Deformation twinning in hcp materials
Deformation twinning is a strain accommodating mechanism along
with crystallographic slip in many crystal systems. They are
more commonly encountered in crystals with lower symmetry and
with access to less than five independent slip systems such as
hexagonal closed packed and tetragonal crystal systems. At a
fundamental level, we are trying to address the role of local
grain interactions on the nucleation and growth of
deformation. We are also studying the interaction of
deformation twins with precipitates in precipitation
strengthened Mg alloys and their role on the
tension/compression asymmetry. We are also looking into the
long standing unanswered question about the role of grain size
on the twinning behavior.
Virtual testing of materials: multiscale linking
Finite element simulations of metal forming operations require
constitutive models of underlying metallic sheet materials
capable of realistically capturing the plastic anisotropy due
to the underlying crystallographic texture. For the sake of
computational efficiency, the material response is implemented
in the form of yield criteria. These yield criteria often have
a large number of material parameters that need to be obtained
from a series of complex mechanical tests. Often such tests
are either inaccessible or not easy to perform. Virtual
material testing can then be used as a framework where one can
perform a series of numerical experiments on statistically
representative microstructures with high fidelity material
models such as crystal plasticity models to obtain the
required parameters for the anisotropic yield criteria.

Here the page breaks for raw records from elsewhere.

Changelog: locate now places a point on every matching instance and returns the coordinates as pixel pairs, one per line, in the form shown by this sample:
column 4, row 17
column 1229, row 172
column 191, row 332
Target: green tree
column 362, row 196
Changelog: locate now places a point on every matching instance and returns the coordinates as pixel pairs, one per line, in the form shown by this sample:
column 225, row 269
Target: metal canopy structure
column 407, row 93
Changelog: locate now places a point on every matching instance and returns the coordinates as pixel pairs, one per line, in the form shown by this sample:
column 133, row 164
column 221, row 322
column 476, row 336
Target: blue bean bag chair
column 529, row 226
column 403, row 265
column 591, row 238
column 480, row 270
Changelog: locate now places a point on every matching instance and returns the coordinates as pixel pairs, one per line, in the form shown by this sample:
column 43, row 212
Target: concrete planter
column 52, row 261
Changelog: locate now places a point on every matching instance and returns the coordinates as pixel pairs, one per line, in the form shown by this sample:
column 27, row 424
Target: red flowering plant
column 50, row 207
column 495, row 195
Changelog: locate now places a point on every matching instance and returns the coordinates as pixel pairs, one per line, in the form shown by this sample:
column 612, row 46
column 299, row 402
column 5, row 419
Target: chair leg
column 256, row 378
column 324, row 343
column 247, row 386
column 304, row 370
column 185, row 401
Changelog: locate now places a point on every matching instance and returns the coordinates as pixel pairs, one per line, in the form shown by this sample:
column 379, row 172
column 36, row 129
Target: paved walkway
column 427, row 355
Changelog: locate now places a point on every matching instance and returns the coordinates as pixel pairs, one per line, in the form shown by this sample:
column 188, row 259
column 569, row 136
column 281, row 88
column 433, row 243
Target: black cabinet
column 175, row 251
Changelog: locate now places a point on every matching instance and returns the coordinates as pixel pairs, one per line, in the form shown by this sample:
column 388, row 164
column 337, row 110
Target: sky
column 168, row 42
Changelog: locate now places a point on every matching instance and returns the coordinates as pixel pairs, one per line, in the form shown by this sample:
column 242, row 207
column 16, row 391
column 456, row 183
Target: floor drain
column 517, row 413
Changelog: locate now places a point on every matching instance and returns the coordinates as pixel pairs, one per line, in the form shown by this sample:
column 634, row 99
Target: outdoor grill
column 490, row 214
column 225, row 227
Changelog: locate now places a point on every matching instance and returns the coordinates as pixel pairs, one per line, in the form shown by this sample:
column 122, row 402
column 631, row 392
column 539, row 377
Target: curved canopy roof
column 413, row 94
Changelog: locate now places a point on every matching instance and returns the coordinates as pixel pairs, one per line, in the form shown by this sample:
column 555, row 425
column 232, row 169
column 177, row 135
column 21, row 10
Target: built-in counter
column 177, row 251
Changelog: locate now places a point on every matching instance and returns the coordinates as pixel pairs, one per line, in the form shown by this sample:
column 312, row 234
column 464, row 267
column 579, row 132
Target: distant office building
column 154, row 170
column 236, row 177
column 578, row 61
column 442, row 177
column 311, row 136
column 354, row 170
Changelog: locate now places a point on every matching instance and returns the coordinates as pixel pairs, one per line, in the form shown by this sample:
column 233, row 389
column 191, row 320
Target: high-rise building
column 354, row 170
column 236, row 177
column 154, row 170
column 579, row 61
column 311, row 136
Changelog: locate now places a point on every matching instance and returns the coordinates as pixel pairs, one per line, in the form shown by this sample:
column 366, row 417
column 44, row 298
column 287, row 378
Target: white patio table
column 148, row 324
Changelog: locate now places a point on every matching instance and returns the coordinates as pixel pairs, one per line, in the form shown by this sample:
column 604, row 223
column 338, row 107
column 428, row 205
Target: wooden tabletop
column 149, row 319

We
write user material subroutine VUMAT to be implemented in
commercial finite element software, ABAQUS for anisotropic
yield criteria. The material parameters for the yield criteria
are obtained using crystal plasticity model. Going forward, we
plan to develop a more comprehensive platform where users can
choose the right material model at the microstructural scale
and the appropriate yield criteria at the sample scale.
Machine learning assisted prediction of mechanical response of
materials.
Recently, we have started working on applying data science
tools to solve problems related to materials. In particular,
we have been looking into the quantitative prediction of
processing-structure-property correlations. We are currently
tackling the issue of the dimensionality curse of big data
encountered in materials science with particular emphasis on
the intrinsic dimensionality of microstructure data. We are
also looking at ways to apply deep learning algorithms to
build reduced order models to accurately predict the local
stress/strain distributions in two phase materials. We hope to
develop a data enabled framework to predict the initiation and
damage in engineering materials accurately.
Grain boundaries
Grain boundaries are essential features of microstructures. A
better understanding of the mechanical response of GBs is
required if we are interested in understanding mechanics of
microstructures. We have been looking at two aspects
What is the intrinsic stress state of a grain boundary ?
What is the width of the grain boundary influence zone?